Your task here is to:
write a pseudo-algorithm for generating more cultural bias evaluation items. The items should be of a similar structure as in the task above. Write maximally 5 steps. (Hint: feel free to try to elicit e.g. 10 different item with a model of your choice)
What could be possible concerns with this approach? Name and briefly explain 2.
Exercise 4: How human-like are Llama’s surprisals? (22 points)#
More recently, work more informed by human language use and processing has compared LLMs’ performance to aspects of human behavior. Here, the assessment of LLMs is guided more by the question of how human-like certain aspects of its performance are. For instance, we might whether LLMs’ ‘knowledge’ of language is comparable to human knowledge, and, in particular, whether the processing of language, given the knowledge , can be compared via system-appropriate linking measurements.

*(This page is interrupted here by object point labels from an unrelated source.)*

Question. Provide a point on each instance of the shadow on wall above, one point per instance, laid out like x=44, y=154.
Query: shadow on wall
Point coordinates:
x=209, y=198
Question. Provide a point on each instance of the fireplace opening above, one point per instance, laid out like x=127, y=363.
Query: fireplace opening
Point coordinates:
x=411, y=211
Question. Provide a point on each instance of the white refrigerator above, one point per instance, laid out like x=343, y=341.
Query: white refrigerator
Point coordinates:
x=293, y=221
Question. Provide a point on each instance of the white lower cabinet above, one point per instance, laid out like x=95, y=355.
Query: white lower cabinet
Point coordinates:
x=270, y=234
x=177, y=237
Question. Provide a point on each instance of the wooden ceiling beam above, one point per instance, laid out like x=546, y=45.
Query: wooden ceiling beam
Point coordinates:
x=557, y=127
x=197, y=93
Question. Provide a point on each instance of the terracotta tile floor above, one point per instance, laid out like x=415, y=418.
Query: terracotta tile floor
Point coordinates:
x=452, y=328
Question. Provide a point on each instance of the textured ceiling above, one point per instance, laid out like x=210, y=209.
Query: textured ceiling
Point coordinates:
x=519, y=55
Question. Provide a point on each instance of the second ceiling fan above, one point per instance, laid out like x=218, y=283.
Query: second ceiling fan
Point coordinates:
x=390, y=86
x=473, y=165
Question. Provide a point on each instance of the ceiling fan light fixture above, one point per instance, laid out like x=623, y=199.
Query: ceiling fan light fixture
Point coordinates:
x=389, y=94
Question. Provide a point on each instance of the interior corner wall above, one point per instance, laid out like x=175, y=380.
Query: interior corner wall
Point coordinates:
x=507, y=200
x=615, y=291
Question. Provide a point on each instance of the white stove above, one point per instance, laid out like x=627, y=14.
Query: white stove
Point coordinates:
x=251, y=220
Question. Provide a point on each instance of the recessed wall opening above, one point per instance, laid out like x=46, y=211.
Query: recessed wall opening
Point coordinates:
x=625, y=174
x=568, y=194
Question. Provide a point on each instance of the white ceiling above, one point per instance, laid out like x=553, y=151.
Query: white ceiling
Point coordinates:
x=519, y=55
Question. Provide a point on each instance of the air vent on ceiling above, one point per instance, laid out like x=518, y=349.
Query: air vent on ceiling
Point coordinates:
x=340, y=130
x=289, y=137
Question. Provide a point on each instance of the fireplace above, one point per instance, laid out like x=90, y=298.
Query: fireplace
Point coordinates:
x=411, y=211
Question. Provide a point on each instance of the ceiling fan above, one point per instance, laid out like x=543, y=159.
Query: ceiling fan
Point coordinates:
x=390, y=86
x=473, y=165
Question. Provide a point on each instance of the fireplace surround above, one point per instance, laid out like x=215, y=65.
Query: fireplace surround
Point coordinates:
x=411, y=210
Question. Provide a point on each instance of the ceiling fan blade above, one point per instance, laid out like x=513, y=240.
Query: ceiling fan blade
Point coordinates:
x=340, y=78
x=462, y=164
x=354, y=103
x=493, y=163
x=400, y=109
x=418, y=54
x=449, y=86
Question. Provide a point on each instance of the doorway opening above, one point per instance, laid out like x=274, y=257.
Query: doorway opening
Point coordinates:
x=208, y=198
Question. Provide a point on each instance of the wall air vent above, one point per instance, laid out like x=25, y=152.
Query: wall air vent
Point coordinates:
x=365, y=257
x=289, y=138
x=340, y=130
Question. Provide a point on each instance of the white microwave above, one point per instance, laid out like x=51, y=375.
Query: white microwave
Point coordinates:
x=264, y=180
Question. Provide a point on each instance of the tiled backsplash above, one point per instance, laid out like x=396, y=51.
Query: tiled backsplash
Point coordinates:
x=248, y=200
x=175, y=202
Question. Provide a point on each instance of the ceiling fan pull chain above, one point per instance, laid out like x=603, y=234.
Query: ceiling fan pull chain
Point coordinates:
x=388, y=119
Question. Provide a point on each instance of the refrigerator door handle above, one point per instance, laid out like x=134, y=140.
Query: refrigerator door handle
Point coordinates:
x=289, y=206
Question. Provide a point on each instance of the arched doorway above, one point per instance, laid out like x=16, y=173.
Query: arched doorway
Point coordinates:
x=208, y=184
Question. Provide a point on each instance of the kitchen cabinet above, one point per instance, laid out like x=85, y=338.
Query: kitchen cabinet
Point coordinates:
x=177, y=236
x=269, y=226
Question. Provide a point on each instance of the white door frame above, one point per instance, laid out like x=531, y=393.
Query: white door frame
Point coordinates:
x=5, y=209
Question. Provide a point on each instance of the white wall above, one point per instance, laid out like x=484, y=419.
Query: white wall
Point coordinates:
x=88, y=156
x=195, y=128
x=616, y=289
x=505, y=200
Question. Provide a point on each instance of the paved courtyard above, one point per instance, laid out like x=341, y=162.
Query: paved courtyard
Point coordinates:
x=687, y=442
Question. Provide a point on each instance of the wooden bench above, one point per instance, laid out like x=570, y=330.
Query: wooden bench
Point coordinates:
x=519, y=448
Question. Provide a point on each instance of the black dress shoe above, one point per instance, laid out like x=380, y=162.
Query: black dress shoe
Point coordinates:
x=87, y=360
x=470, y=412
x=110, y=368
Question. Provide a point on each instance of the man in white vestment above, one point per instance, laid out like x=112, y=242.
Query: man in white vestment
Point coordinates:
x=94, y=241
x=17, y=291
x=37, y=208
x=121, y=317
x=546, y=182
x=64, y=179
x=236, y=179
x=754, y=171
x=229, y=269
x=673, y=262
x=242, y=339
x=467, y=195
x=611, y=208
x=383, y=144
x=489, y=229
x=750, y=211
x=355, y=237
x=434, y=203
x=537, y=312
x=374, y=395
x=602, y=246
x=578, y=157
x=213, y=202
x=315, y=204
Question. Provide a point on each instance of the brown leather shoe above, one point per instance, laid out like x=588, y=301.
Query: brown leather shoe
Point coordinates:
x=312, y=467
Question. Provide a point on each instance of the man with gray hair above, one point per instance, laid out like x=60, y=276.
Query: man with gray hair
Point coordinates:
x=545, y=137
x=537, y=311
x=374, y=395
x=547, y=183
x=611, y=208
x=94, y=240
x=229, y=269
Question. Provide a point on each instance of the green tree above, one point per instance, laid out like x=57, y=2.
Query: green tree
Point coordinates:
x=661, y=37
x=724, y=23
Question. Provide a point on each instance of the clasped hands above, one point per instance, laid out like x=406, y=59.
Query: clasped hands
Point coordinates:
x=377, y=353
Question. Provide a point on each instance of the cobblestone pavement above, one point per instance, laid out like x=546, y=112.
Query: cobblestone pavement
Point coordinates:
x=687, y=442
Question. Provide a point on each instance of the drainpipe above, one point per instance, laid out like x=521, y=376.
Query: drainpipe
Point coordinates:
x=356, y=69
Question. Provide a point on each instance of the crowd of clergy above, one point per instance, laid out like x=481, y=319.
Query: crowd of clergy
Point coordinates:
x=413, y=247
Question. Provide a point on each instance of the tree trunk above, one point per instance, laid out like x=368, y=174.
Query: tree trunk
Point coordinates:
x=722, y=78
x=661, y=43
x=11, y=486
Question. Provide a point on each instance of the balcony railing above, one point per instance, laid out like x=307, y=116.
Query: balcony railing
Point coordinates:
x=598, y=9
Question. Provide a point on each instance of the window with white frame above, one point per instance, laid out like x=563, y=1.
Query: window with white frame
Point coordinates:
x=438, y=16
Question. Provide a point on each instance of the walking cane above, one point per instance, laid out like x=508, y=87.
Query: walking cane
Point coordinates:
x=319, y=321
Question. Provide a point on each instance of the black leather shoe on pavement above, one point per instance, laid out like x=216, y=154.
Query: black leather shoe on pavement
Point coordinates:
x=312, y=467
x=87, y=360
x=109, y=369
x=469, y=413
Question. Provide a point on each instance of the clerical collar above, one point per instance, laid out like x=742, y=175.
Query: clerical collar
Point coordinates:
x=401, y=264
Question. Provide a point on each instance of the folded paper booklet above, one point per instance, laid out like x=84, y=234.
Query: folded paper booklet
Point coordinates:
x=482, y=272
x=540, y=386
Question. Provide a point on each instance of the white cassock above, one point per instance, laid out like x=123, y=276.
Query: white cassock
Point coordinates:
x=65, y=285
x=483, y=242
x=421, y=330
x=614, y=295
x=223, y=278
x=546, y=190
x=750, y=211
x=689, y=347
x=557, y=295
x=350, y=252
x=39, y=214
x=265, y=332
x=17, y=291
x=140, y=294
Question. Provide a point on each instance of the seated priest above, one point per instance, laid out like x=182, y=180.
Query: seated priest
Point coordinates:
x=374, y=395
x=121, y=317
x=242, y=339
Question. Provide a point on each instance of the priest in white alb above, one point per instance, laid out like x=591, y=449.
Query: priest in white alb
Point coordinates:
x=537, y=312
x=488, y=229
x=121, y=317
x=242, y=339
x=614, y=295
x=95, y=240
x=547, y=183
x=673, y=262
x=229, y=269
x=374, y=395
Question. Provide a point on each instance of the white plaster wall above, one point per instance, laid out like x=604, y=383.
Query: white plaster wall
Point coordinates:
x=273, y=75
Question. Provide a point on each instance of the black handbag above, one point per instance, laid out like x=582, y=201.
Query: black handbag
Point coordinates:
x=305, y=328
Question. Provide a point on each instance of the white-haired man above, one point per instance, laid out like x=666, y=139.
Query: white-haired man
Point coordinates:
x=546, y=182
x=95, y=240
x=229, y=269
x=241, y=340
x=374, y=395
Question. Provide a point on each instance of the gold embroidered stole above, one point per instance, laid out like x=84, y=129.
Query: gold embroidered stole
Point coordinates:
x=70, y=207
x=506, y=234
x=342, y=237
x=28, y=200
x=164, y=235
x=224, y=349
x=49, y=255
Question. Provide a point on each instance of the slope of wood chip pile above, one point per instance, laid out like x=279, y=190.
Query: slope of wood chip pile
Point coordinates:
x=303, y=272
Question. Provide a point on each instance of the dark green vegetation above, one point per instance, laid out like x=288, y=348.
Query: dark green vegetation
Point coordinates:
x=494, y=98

Your task in this exercise is to assess whether the surprisal of different language models is comparable to human reading times, when it comes to processing subject-verb agreement. The linking hypothesis is that these can be considered the respective predictability, and therefore, processing load indicators. The conceptual ideas and the data are taken from Wilcox et al. (2021) which was discussed in the lecture. Please read the sections 1-2.2 for the background (optionally, the rest, if you want). The data can be downloaded here.
The data provides human RTs and LM surprisals in different conditions for sentences where the subject and the verb either match (i.e., agree) or mismatch in terms of number. This is the main condition. Furthermore, the agreement manipulation occurs in different syntactic conditions, and for plural and singular nouns. Here are examples from the different syntactic conditions:
SRC (subject relative clause modifier):
mismatch plural: The pilots that injured the teacher brings love to people.
match plural: The pilots that injured the teacher bring love to people.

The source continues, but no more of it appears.